Jack Donahue | 2024 I.S. Symposium
Name: Jack Donahue
Title: Role of Residues R184 and W273 in 6-HNA and NADH Binding by 6-Hydroxynicotinate 3-Monooxygenase
Major: Biochemistry and Molecular Biology
Advisor: Mark Snider; James West (second reader)
Industrial pollution has led to pervasive environmental contamination by N-heterocyclic aromatic compounds (NHACs). Fortunately, soil bacteria degrade these compounds into common metabolic intermediates. Aerobic degradation of the NHAC nicotinic acid involves hydroxylating then opening the ring, a common theme in NHAC degradation. The class A flavin monooxygenase 6-hydroxynicotinate 3-monooxygenase (NicC) uses an FAD coenzyme and NADH oxidation to catalyze the second step of nicotinic acid degradation, a decarboxylative hydroxylation reaction from 6-HNA to 2,5-DHP. While the binding sites for FAD and 6-HNA are understood, the NADH binding site in NicC is unknown. The goal of this study is to uncover the binding site of NADH to NicC in relation to 6-HNA binding. Previous research suggested the FAD binding site and a secondary tunnel as possible NADH binding sites. The residues of interest in this study are R184 and W273, located in the active site, and R278, on the exterior of the enzyme. Pseudomonas putida NicC (PpNicC) variants R184K, W273Y, and R278E were engineered and purified from E. coli. Steady-state kinetic analysis by method of initial rates was performed and Michaelis-Menten plots were constructed for each variant as a function of 6-HNA or NADH. By comparison to WT PpNicC, it was established that W273Y and R184K decreased the affinity of NicC for 6-HNA without changing catalytic turnover. Further, it was determined that R278E and W273Y moderately decreased NADH affinity whereas R184K decreased NADH affinity 300-fold. This suggests NADH binds in the FAD site of the enzyme and residue R184 is critical for this association.
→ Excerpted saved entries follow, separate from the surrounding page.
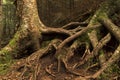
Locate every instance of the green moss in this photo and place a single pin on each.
(5, 61)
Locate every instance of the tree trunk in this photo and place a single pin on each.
(9, 21)
(32, 31)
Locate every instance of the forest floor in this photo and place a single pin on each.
(48, 67)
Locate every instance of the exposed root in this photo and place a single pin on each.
(47, 69)
(94, 53)
(113, 58)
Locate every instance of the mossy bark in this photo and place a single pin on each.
(9, 21)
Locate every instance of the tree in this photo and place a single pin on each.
(32, 31)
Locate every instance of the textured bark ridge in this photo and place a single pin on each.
(31, 37)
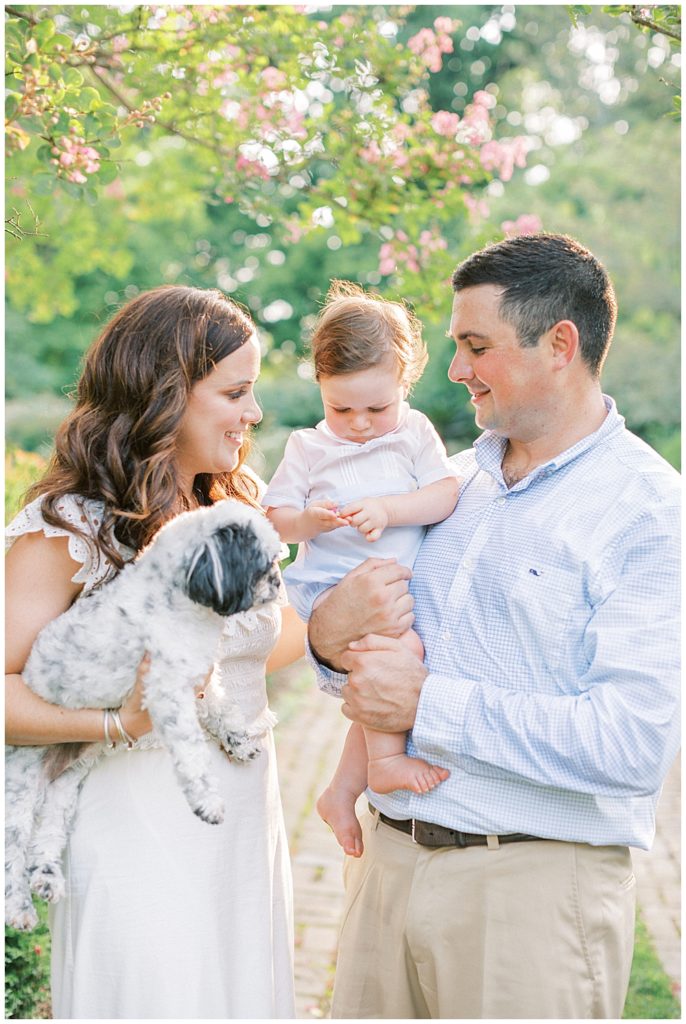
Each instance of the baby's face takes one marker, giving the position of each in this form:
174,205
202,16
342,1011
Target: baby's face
363,404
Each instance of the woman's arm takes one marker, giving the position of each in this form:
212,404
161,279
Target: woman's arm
291,643
39,587
295,525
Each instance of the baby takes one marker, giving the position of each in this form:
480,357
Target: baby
373,470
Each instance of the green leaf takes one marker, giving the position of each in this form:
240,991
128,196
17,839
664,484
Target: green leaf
44,154
65,42
71,187
108,173
90,98
43,184
43,31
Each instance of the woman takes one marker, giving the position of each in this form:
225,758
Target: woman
165,916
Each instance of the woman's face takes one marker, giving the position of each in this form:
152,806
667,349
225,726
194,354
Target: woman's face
363,404
221,407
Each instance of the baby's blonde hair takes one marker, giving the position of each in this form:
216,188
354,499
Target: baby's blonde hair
356,330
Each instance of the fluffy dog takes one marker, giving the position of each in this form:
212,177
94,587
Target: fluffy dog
171,601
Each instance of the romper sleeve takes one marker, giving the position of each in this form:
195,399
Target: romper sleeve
83,513
290,484
431,461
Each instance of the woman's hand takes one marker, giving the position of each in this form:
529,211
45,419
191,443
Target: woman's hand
322,517
135,720
384,684
369,515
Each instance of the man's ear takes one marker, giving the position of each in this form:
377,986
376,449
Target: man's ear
563,340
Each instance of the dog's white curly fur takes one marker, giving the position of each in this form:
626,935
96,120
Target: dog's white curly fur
171,601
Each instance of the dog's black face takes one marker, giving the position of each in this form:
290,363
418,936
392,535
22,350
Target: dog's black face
231,571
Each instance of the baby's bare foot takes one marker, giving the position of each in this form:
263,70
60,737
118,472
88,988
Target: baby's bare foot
400,772
338,810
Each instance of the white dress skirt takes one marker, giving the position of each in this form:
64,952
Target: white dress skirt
166,916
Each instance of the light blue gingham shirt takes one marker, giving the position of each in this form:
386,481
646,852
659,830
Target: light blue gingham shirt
550,619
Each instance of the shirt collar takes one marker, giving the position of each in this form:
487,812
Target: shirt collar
489,448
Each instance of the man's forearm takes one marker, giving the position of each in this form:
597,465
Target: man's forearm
372,598
327,640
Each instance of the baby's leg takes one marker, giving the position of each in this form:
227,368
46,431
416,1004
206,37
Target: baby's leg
336,806
390,768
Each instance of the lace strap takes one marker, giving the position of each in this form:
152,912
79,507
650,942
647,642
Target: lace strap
86,514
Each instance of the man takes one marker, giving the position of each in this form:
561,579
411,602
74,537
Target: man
548,607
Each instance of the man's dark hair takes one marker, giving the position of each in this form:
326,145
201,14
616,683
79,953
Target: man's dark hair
547,279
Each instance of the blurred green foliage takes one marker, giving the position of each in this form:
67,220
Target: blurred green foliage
594,101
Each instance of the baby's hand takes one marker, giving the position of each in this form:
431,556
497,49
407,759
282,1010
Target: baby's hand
369,515
322,517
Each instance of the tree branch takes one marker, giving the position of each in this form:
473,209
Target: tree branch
168,126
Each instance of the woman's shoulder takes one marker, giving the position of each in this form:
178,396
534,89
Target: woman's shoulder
74,509
84,515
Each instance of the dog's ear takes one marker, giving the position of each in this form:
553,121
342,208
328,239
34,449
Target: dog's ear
223,570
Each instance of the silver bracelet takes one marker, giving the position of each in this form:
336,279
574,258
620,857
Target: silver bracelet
105,726
125,736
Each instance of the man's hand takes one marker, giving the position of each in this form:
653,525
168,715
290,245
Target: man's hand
384,683
369,515
372,598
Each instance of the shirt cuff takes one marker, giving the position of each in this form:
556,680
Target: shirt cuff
439,726
328,680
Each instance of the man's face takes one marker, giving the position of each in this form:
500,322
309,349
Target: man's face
510,386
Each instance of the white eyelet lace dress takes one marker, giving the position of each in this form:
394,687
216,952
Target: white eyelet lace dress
166,916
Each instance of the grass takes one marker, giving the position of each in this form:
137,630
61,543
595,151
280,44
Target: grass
650,990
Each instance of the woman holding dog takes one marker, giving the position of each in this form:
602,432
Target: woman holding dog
165,916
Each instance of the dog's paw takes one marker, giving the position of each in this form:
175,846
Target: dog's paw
47,882
23,918
241,747
211,810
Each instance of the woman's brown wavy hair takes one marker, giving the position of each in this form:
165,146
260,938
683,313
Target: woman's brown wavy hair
119,443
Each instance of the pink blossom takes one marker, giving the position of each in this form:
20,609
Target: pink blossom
477,208
226,77
74,159
445,123
273,78
371,154
526,223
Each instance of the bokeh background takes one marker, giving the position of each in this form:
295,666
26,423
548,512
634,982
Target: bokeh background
567,116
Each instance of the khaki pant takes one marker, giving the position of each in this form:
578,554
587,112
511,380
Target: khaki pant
529,930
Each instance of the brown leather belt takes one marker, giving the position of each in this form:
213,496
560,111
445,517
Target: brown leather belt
427,834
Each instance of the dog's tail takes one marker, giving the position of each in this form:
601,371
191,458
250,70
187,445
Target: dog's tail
58,757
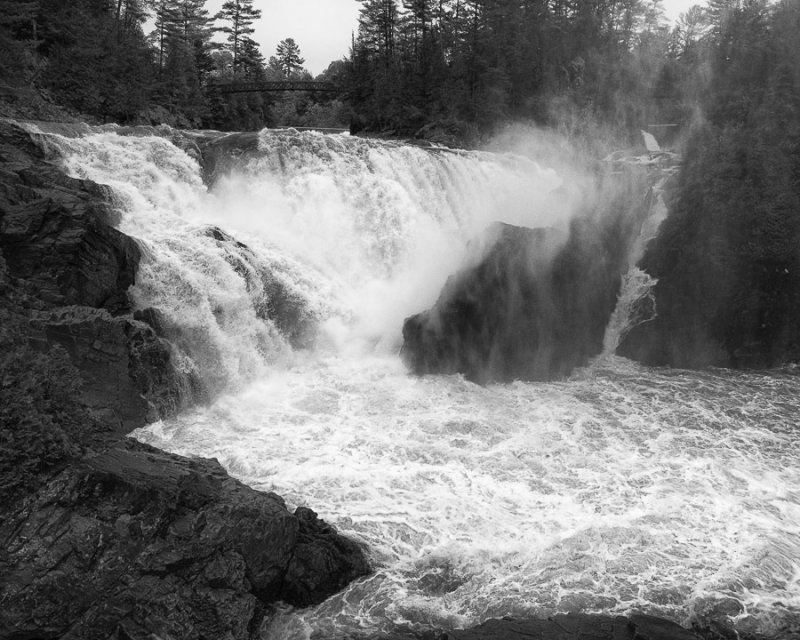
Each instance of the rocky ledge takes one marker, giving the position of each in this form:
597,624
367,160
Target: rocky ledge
64,275
132,542
101,536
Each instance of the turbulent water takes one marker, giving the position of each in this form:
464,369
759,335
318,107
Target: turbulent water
624,488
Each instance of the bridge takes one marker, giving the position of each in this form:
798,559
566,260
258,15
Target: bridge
273,85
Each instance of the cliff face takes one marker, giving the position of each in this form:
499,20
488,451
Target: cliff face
536,304
727,260
65,275
101,536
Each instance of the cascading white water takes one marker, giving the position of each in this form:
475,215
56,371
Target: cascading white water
622,488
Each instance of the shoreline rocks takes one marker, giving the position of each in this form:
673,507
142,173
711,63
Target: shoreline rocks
100,535
137,542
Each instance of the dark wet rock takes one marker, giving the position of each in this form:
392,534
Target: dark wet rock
272,299
133,542
126,369
534,307
66,274
220,154
727,261
56,232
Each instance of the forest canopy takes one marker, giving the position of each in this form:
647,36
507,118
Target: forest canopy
460,69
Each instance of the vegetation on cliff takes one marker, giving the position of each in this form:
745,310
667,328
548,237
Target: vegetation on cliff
728,257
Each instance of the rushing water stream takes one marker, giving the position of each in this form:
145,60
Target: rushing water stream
623,488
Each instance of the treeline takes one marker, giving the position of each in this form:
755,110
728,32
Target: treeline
95,57
474,64
729,254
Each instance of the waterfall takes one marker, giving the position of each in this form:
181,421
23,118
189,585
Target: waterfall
284,285
342,236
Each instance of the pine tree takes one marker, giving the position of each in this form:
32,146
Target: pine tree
289,58
240,14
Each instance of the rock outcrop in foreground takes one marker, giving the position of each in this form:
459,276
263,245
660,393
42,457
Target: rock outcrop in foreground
133,542
101,536
64,275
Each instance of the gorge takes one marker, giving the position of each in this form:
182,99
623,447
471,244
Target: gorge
274,273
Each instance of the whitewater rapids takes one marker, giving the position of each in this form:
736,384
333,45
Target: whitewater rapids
624,488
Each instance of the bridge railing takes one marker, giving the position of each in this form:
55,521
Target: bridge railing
272,85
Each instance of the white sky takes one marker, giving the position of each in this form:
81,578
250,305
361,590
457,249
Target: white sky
322,28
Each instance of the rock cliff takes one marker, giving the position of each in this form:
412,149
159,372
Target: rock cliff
101,536
536,303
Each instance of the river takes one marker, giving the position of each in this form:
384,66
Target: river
622,488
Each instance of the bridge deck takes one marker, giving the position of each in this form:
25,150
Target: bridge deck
273,85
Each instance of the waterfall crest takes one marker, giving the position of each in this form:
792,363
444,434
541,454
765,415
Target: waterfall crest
342,237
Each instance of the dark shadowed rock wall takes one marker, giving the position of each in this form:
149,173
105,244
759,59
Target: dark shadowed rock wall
536,304
727,260
101,536
132,542
66,272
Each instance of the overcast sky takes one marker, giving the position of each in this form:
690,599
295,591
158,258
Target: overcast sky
322,28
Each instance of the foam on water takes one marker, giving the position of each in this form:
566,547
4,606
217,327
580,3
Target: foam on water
623,488
362,232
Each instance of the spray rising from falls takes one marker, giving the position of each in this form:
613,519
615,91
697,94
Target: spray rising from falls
308,238
623,488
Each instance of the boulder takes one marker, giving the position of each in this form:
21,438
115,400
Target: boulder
272,298
128,378
64,276
57,233
132,542
534,307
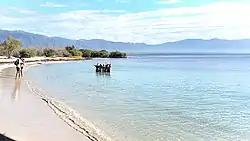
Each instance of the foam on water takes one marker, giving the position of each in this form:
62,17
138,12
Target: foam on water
70,116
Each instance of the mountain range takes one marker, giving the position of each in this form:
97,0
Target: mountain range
30,40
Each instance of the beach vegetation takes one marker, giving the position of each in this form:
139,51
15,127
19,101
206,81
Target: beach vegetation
27,52
117,54
86,53
49,52
10,45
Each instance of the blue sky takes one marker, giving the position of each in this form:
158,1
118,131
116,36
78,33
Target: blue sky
144,21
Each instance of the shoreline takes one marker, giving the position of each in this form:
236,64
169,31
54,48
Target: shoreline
69,116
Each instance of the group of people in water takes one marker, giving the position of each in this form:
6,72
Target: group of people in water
19,63
103,67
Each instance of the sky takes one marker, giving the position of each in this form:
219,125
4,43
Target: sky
137,21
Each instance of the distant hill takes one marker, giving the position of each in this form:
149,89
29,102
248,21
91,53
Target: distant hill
31,40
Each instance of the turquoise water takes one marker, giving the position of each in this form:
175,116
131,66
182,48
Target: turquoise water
157,97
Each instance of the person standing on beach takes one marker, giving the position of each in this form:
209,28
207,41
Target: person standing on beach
22,66
18,65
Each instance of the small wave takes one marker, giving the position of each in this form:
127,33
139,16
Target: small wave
70,116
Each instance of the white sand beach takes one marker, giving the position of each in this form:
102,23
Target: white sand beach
25,117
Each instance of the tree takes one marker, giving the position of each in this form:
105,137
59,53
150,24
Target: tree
48,52
39,52
10,45
69,48
86,52
104,54
2,51
95,54
62,53
117,54
27,52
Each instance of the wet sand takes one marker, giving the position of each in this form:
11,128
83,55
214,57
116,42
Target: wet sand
25,117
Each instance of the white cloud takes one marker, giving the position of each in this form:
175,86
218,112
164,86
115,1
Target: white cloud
122,1
227,20
168,1
51,4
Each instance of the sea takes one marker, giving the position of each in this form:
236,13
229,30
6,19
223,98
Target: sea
156,97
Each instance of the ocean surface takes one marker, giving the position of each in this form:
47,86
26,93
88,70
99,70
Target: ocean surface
157,97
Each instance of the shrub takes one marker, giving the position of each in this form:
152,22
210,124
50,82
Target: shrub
86,52
117,54
2,51
48,52
104,54
95,54
39,52
27,52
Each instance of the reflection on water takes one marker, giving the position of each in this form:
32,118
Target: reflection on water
9,84
16,92
103,74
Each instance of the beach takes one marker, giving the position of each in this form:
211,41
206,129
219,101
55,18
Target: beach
25,116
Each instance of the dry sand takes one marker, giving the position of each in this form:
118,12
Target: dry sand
25,117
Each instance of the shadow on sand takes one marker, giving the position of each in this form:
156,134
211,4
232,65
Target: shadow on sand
16,91
4,138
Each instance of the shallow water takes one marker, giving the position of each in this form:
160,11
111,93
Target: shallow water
157,97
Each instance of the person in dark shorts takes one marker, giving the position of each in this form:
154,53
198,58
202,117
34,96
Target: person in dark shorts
18,65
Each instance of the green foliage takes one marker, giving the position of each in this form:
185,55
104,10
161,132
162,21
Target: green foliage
39,52
86,52
117,54
27,53
10,45
2,51
95,54
69,48
62,53
73,51
48,52
104,54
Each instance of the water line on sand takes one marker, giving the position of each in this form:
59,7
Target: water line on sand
70,116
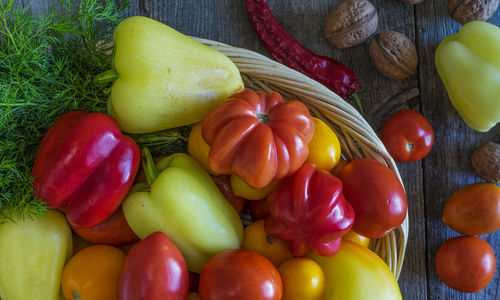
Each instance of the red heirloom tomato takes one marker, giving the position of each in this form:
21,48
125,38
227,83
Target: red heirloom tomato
465,263
258,137
154,269
239,275
113,231
223,182
407,136
377,196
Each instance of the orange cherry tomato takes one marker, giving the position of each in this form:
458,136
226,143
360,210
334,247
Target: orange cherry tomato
324,148
465,263
255,239
357,238
302,279
474,209
93,273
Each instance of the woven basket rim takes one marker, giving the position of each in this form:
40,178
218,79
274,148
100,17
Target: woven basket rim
357,137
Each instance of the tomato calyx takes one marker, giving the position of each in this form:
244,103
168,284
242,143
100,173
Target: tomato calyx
263,118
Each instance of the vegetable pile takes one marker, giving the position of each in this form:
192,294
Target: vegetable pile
93,191
159,219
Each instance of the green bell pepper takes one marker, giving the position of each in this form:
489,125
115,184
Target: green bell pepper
32,256
183,202
469,65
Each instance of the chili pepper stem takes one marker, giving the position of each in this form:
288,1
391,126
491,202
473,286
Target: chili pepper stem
106,77
149,166
355,97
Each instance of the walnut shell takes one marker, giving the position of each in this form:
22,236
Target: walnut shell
464,11
350,23
486,162
394,55
412,1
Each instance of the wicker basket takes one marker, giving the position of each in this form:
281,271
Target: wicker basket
357,138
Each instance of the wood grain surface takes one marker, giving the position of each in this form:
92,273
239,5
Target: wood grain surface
429,182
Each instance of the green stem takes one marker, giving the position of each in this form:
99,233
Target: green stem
149,166
106,77
355,97
76,296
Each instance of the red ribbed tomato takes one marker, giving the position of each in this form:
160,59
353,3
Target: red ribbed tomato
258,137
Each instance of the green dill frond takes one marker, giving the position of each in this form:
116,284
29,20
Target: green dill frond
47,66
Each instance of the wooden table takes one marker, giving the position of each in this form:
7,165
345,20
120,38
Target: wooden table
429,182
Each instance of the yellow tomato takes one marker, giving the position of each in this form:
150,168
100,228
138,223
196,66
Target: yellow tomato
302,279
93,273
324,148
356,273
357,238
242,189
193,296
198,148
256,240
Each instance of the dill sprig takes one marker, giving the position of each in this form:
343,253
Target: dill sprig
47,66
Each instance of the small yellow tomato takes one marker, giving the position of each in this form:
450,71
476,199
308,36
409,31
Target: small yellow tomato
357,238
256,240
198,148
324,148
356,273
242,189
93,273
302,279
193,296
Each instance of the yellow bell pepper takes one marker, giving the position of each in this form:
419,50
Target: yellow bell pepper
324,148
469,65
357,273
165,79
32,256
184,203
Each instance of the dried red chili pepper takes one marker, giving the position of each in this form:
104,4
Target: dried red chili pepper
286,50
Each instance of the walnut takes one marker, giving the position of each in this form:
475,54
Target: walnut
350,22
486,162
394,55
412,1
464,11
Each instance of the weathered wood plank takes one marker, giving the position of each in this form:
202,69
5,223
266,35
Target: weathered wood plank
448,166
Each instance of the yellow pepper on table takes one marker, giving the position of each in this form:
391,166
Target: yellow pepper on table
32,256
469,65
183,202
165,78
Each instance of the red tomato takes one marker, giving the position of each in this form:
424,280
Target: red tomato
258,137
239,275
407,136
154,269
465,263
377,196
113,231
258,209
223,182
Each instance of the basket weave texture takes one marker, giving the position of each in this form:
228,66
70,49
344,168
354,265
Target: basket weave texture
356,137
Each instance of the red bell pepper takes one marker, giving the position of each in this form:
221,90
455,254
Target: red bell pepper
310,211
154,269
85,167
This leads to the development of a novel hypothesis that R184 functions to control FAD conformation dynamics upon 6-HNA binding. This study gives a better understanding of catalysis in NicC, confirms past findings, and introduces R184 as a residue of interest for stopped-flow catalysis work to illustrate its impacts on NADH binding.
Posted in Symposium 2024 on May 2, 2024.